IntelDragon Tailored News Feed is a scalable artificial intelligence platform that identifies relevant trending cyber threats to an organization, industry, company, or product based on a written description of the topic of interest.

### Add User Input

In [1]:
# Example search query

search_query = "cyber attacks"

In [2]:
# Example input text

input_text = """The College of Computing & Informatics is a national leader in information and technology education. With cutting edge curriculum and groundbreaking research led by a world-class faculty, our college is one of the only institutions in the nation that can equip you with the comprehensive knowledge, skills and hands-on experience to drive innovation and improve lives within any industry or career field you choose."""

### Load Modules

In [3]:
import subprocess
import sys
import newspaper
import json
from pygooglenews import GoogleNews
import pandas as pd
import numpy as np
from scipy import spatial
import datetime
from datetime import datetime, date, timedelta
import gensim
from gensim.models import Word2Vec

import nltk
from nltk.tokenize import RegexpTokenizer
from localVariables import stop, article_list

import warnings
warnings.filterwarnings(action = 'ignore')

### Query Google News

In [4]:
date.today() - timedelta(days=1)

gn = GoogleNews()
s = gn.search(search_query, from_=(date.today() - timedelta(days=1)).strftime('%Y-%m-%d'), to_=(date.today()).strftime('%Y-%m-%d'))

### Extract News Articles

In [None]:
# article_list = []

# for i in range(0,len(s["entries"])):
#   try:
#     url = s["entries"][i]["link"]
#     article = newspaper.Article(url=url, language='en')
#     article.download()
#     article.parse()
#     article ={
#       "title": str(article.title),
#       "text": str(article.text),
#       "authors": article.authors,
#       "published_date": str(article.publish_date),
#       "top_image": str(article.top_image),
#       "videos": article.movies,
#       "keywords": article.keywords,
#       "summary": str(article.summary),
#       "url": str(url)
#     }
#     article_list.append(article)
#   except:
#     pass

In [5]:
article_list[0]["title"]

'Into the Breach: Breaking Down 3 SaaS App Cyber Attacks in 2022'

### Get Natural Language Processing Model

In [6]:
title = []
data = []
  
for a in article_list:
    for sentence in a["text"].split("\n"):
        sentence_list = []
        for word in sentence.split(" "):
            sentence_list.append(word)
        title.append(a["title"])
        data.append(sentence_list)

# model = gensim.models.Word2Vec(data, min_count = 1, vector_size = 100, window = 5, sg = 1)
model = gensim.models.Word2Vec.load('Cybersecurity_Unigram_01.bin')

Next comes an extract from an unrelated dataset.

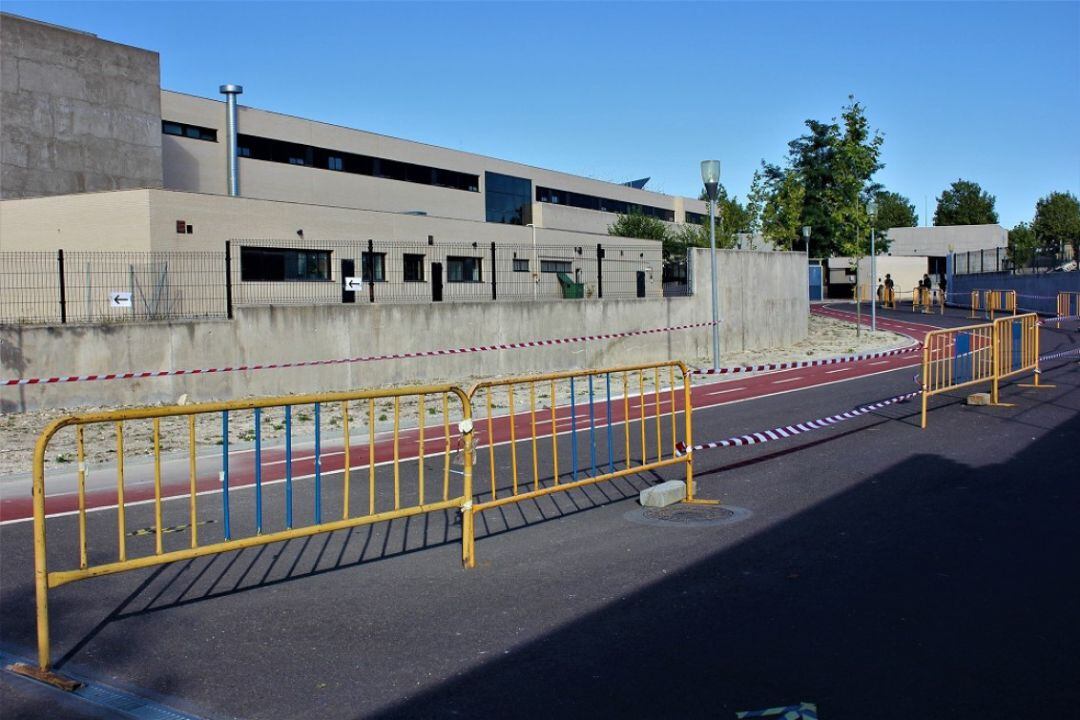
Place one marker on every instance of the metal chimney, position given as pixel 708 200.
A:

tokenizer = RegexpTokenizer(r'[0-9A-Za-z]*[A-Za-z][0-9A-Za-z]*')
def convert_to_tokens(text):
    intermediate = tokenizer.tokenize(text)
    intermediate = [(i.lower() if i[1:].lower()==i[1:] else i) for i in intermediate]
    intermediate = [i for i in intermediate if i not in stop]
    return intermediate

### Get News Article Vectors

In [17]:
article_titles = []
article_vectors = []
article_texts = []
article_url = []
for article in article_list:
    if "Types of Cyber Attacks:" in article["title"]:
        pass
    else:
        article_vector = []
        sentences = article["text"].split("\n")
        for line in sentences:
            line_vector = []
            for word in convert_to_tokens(line):
                try:
                    line_vector.append(model.wv.get_vector(word))
                except:
                    pass
            if len(line_vector)>0:
                article_vector.append(np.mean(line_vector, axis=0))
                
        article_vectors.append(article_vector)
        article_titles.append(article["title"])
        article_url.append(article["url"])
        article_texts.append(article["text"])
        
# data = np.array(article_vectors) # sentence vectors
labels = np.array(article_titles) # article titles
texts = np.array(article_texts) # article texts
urls = np.array(article_url)

In [18]:
len(article_vectors)

96

### Get User Input Text Vector

In [19]:
sentence_vector = []
line_vector = []
for sentence in input_text.replace("\n","").split("."):
    line_vector = []
    for word in sentence:
        try:
            line_vector.append(model.wv.get_vector(word))
        except:
            pass
        if len(line_vector)>0:
            sentence_vector = np.mean(line_vector, axis=0)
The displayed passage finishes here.